* FTSE up 0.2 percent, equity valuation cheap historically
* Reckitt gains on BofA ML upgrade
* BP hurt by Rosneft deal woe
By David Brett
LONDON, March 25 (Reuters) - Britain's top share index climbed higher on Friday, as historically cheap valuations fuelled investor desire for equities, but BP fell after its tie-up with Russia Rosneft was dealt a serious blow.
By 0900 GMT, the FTSE 100 was 13.75 points or 0.2 percent higher at 5,894.62, after London's blue chips rallied 1.5 percent at 5,880.87 on Thursday to levels last seen prior to Japan's devastating earthquake.
Traders said the bullish sentiment over equities and their attractive valuations remained a factor after a recent swathe of bullish broker comment.
The FTSE 100 carries a one-year forward price-to-earnings of 9.8 times, a level not seen since September and well below a 10-year average of 14.4, Thomson Reuters Datastream shows.
By comparison, the S&P 500 has a one-year forward P/E of 12.5 times.
Analysts said Thursday's advance had driven the FTSE 100 through the retracement zone to 5,888.70, suggesting that buying is strong at current levels and the rally is not just short traders bailing out.
"A recent top near 6,054.00 appears to be a bona fide target," James Hyerczyk, an analyst at Autochartist said.
"Since this market is being driven by momentum, the first sign of weakness will likely trigger a profit-taking break. The signal to watch for will be a break back into the retracement zone at 5,876.28 to 5,805.39."

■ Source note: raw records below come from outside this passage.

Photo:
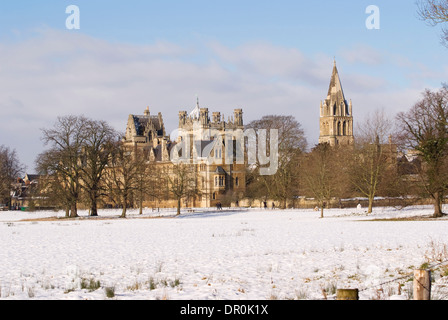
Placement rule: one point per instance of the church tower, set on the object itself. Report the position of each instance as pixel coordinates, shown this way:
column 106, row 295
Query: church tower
column 336, row 118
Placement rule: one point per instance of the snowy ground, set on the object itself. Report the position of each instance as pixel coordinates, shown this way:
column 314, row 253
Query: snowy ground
column 231, row 254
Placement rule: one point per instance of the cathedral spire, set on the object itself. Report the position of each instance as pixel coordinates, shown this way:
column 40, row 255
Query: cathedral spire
column 335, row 91
column 336, row 119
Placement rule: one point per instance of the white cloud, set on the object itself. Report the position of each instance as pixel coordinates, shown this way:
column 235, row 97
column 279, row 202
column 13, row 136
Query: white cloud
column 57, row 73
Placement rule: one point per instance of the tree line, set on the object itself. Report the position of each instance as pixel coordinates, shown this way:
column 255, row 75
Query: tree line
column 86, row 161
column 370, row 168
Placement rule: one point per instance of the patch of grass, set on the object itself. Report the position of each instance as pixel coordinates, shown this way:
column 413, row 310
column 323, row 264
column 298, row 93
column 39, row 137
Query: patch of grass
column 90, row 284
column 109, row 291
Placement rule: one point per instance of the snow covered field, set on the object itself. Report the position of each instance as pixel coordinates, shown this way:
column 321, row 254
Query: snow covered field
column 231, row 254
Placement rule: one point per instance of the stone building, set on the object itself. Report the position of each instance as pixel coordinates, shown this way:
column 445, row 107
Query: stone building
column 336, row 117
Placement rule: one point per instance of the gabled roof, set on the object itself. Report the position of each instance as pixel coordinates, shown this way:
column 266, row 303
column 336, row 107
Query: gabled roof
column 220, row 170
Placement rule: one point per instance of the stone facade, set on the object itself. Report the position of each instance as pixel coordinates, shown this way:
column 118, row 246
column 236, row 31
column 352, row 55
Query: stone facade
column 218, row 179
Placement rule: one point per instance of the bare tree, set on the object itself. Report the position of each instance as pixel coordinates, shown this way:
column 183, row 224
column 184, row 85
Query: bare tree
column 435, row 12
column 371, row 155
column 319, row 174
column 97, row 147
column 283, row 185
column 424, row 128
column 122, row 174
column 10, row 170
column 63, row 158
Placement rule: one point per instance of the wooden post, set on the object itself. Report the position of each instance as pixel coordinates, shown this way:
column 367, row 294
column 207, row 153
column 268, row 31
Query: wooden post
column 422, row 284
column 347, row 294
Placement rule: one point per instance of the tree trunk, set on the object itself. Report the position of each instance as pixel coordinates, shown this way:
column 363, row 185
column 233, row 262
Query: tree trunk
column 94, row 209
column 73, row 211
column 322, row 209
column 178, row 206
column 124, row 204
column 370, row 204
column 437, row 205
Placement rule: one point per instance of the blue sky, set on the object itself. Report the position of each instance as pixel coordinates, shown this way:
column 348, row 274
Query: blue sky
column 267, row 57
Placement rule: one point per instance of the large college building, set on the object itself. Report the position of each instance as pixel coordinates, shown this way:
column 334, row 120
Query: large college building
column 218, row 180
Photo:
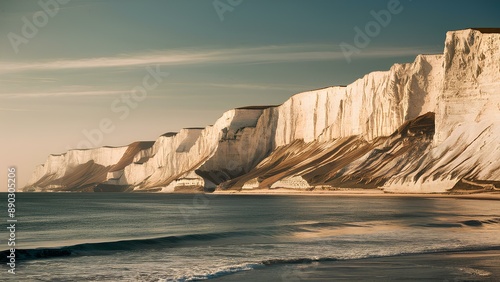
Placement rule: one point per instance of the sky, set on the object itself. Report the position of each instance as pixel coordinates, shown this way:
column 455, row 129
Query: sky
column 89, row 73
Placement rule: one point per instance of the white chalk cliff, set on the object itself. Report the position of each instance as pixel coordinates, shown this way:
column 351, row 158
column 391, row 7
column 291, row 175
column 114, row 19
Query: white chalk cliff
column 428, row 126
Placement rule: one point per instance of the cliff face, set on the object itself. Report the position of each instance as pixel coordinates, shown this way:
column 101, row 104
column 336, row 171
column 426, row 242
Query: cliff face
column 427, row 126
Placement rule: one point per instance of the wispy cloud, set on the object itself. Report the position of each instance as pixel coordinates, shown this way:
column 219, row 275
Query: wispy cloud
column 253, row 55
column 62, row 93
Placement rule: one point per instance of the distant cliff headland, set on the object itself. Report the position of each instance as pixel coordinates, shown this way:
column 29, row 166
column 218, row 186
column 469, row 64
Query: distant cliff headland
column 430, row 126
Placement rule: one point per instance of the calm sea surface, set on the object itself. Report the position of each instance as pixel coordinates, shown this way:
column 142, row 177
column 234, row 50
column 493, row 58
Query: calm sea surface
column 161, row 237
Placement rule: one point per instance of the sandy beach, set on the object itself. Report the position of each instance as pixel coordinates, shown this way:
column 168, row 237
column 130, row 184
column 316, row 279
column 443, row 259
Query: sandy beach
column 356, row 192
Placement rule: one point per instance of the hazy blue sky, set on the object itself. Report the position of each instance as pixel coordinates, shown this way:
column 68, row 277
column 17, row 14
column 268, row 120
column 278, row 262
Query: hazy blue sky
column 71, row 70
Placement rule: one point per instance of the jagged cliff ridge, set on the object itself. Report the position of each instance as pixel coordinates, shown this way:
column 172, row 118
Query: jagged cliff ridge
column 427, row 126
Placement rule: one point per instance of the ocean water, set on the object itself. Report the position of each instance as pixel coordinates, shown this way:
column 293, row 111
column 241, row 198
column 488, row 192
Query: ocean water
column 162, row 237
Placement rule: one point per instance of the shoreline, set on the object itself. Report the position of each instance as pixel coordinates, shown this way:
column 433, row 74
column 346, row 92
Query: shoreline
column 480, row 265
column 358, row 193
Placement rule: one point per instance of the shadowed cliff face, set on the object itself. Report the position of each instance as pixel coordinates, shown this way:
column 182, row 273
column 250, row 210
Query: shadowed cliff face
column 344, row 162
column 421, row 127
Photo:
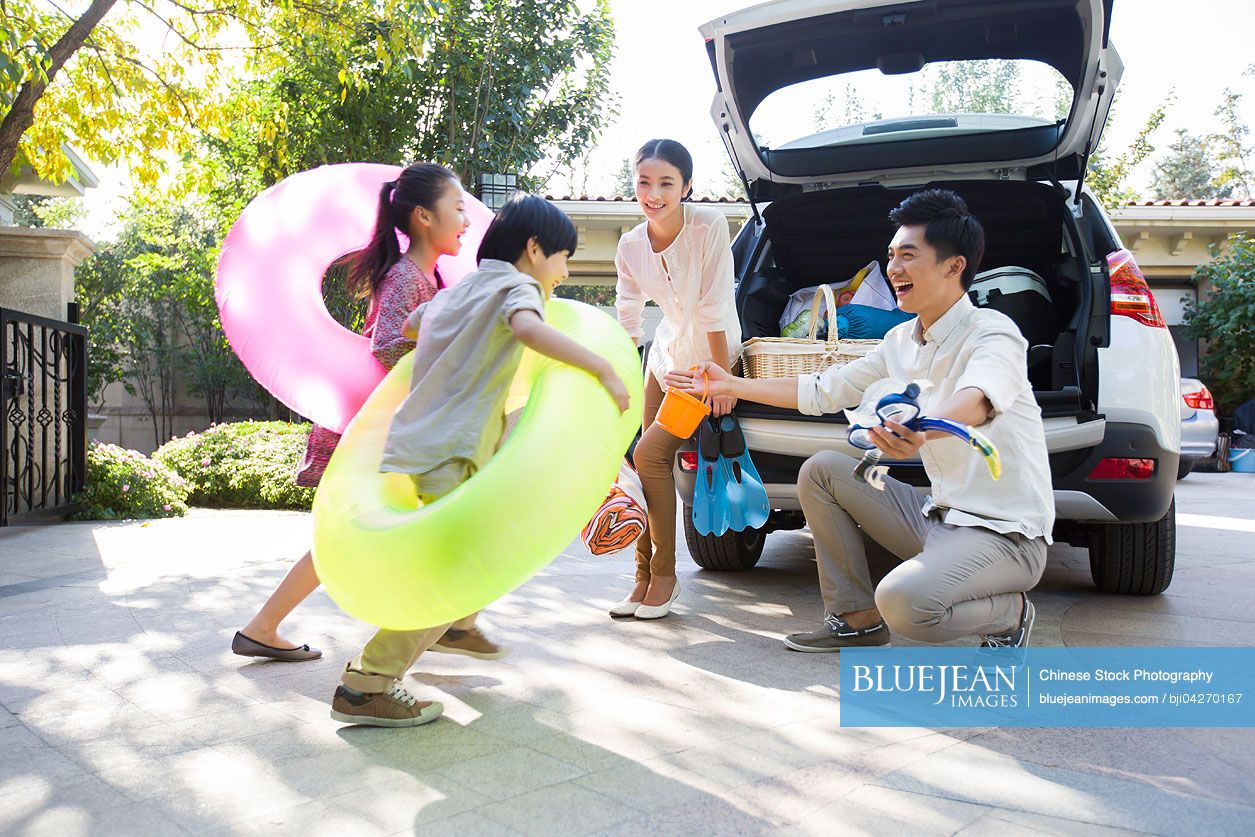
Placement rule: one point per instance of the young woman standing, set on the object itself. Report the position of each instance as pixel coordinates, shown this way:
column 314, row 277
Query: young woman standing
column 679, row 257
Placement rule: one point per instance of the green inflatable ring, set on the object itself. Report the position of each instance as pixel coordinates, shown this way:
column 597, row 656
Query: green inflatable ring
column 390, row 562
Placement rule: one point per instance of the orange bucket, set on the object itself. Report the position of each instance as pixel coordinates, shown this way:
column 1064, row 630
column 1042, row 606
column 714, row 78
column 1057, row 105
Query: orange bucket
column 680, row 413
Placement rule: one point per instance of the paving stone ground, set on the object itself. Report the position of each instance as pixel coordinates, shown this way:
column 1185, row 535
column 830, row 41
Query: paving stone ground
column 122, row 709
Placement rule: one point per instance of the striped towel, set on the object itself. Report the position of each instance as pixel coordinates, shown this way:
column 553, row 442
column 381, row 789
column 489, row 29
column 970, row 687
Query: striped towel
column 621, row 517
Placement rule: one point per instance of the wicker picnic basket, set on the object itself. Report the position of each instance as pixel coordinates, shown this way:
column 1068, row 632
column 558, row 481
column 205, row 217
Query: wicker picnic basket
column 792, row 357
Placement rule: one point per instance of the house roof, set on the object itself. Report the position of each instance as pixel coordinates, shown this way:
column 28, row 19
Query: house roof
column 1196, row 202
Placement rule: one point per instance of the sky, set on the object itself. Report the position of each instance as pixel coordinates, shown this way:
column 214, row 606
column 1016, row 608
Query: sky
column 665, row 85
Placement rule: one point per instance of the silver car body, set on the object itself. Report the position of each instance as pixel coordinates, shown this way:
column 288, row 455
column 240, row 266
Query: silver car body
column 1199, row 428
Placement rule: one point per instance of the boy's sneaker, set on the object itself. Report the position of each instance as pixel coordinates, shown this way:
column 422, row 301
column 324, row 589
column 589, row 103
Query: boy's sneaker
column 469, row 643
column 392, row 708
column 1018, row 638
column 837, row 634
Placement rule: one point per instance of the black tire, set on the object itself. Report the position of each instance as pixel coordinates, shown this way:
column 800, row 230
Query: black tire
column 727, row 552
column 1133, row 557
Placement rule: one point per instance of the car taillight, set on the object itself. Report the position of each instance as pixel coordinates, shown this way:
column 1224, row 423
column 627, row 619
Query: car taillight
column 1121, row 468
column 1200, row 400
column 1130, row 294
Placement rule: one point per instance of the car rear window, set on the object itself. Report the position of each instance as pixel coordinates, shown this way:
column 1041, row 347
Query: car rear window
column 945, row 98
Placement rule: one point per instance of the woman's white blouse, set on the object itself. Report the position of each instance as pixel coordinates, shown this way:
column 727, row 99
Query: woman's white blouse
column 690, row 281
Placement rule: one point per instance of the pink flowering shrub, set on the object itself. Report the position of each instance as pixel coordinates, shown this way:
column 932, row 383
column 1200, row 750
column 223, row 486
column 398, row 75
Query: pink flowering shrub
column 241, row 464
column 124, row 483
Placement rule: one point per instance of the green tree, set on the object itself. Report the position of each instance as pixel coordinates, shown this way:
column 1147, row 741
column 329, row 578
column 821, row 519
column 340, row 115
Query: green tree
column 625, row 180
column 498, row 87
column 975, row 87
column 1226, row 320
column 1236, row 154
column 1189, row 171
column 1107, row 175
column 148, row 303
column 50, row 212
column 101, row 289
column 88, row 79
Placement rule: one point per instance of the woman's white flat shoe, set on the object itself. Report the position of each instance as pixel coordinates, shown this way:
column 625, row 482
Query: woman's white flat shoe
column 626, row 607
column 658, row 611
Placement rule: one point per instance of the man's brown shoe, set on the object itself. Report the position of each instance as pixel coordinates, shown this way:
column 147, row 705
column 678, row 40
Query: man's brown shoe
column 469, row 643
column 392, row 708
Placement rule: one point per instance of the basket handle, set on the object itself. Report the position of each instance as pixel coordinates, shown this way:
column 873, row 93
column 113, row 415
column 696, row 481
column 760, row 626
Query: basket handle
column 832, row 314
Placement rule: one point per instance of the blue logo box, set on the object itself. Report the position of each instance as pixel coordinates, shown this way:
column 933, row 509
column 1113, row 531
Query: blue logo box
column 1048, row 687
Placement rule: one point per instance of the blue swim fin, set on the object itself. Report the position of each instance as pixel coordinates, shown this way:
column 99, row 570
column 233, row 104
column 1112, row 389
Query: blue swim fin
column 744, row 498
column 708, row 513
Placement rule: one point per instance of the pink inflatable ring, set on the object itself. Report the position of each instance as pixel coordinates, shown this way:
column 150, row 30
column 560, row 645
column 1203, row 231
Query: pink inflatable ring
column 269, row 286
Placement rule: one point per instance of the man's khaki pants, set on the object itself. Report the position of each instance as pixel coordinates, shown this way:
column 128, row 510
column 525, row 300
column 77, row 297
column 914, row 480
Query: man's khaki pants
column 954, row 580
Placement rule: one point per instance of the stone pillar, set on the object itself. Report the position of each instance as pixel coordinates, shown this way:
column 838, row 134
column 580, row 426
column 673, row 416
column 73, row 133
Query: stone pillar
column 37, row 269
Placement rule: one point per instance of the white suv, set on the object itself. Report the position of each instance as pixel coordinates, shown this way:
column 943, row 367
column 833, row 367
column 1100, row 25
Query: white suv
column 1108, row 380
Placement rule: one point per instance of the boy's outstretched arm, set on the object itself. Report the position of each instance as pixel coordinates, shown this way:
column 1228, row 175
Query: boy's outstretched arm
column 534, row 333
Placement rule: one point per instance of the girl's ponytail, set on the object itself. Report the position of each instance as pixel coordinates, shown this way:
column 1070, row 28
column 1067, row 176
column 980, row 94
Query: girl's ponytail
column 418, row 186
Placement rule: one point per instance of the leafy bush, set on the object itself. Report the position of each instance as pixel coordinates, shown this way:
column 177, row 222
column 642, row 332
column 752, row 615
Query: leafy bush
column 124, row 483
column 241, row 464
column 1226, row 320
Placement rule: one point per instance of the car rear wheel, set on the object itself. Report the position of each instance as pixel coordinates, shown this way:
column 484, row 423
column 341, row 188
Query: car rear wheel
column 1133, row 557
column 728, row 552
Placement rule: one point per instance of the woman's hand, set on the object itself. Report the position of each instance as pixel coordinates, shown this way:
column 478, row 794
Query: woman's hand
column 717, row 380
column 896, row 441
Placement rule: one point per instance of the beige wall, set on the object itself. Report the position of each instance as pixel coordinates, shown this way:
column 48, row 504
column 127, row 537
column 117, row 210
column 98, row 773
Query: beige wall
column 1167, row 241
column 37, row 269
column 600, row 223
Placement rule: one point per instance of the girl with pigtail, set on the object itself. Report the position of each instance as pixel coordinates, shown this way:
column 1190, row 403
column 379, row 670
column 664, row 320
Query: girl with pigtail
column 426, row 203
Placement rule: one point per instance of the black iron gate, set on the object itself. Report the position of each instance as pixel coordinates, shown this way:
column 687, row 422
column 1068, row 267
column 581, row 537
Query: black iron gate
column 43, row 415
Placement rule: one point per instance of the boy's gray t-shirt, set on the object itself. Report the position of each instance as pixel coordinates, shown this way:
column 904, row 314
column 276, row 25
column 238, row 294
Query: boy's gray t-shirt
column 464, row 362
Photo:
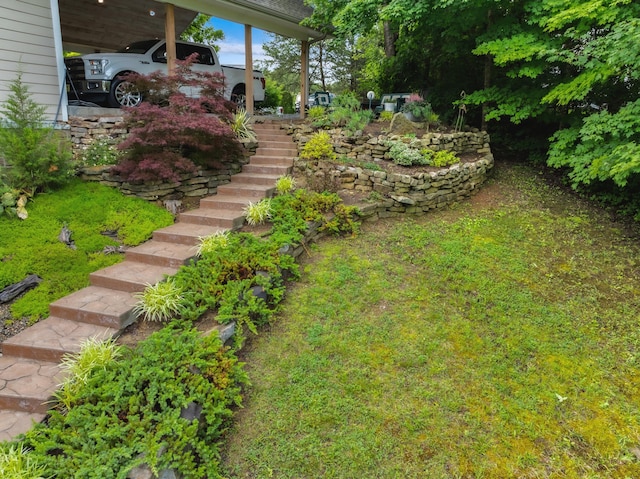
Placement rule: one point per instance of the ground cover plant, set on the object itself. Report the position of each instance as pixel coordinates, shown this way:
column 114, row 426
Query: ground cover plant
column 241, row 275
column 88, row 210
column 132, row 411
column 495, row 339
column 123, row 408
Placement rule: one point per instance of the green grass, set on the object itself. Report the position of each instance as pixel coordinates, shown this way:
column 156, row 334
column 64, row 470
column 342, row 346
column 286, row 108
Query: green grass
column 88, row 209
column 496, row 339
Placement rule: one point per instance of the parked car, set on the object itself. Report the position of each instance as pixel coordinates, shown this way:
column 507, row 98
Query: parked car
column 97, row 77
column 319, row 98
column 391, row 102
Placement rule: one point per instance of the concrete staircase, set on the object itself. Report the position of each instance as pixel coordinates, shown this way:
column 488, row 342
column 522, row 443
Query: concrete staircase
column 29, row 364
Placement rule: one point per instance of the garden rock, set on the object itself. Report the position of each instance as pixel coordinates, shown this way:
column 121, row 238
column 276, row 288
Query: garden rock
column 65, row 237
column 15, row 290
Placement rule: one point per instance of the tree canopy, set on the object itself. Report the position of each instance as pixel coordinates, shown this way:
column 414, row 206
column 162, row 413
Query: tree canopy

Consumer goods group Reckitt Benckiser was the top riser, up 2.7 percent with traders citing an upgrade from Bank of America Merrill Lynch as the catalyst.
BP DEALT ROSNEFT BLOW
BP, however, fell 1 percent after an arbitration panel thwarted a deal between the British oil major and Rosneft, Russia's largest oil firm.
The two companies have been blocked from forming an alliance to explore for oil in the Russian Arctic and executing a $16 billion share swap.
"On the face of it this looks a messy situation and one where we think BP will do well to emerge with all of its investment in TNK-BP, reputation in Russia and Arctic oil deal intact," Citigroup said.
Retailers Next and Kingfisher, each down 0.6, took a breather following sharp gains post results in the previous session.
Invensys, however, rebounded 1.6 percent following sharp falls on Thursday when the engineering firm ousted its chief executive Ulf Henriksson.
"The share price reaction was overdone yesterday," one London-based trader said, noting also that light volumes were also contributing to its early rally.
Precious metal miner African Barrik Gold rose 3.5 percent as Citigroup upgraded its rating to reflect the lack of political challenges facing the company given political developments in North Africa and Gulf states.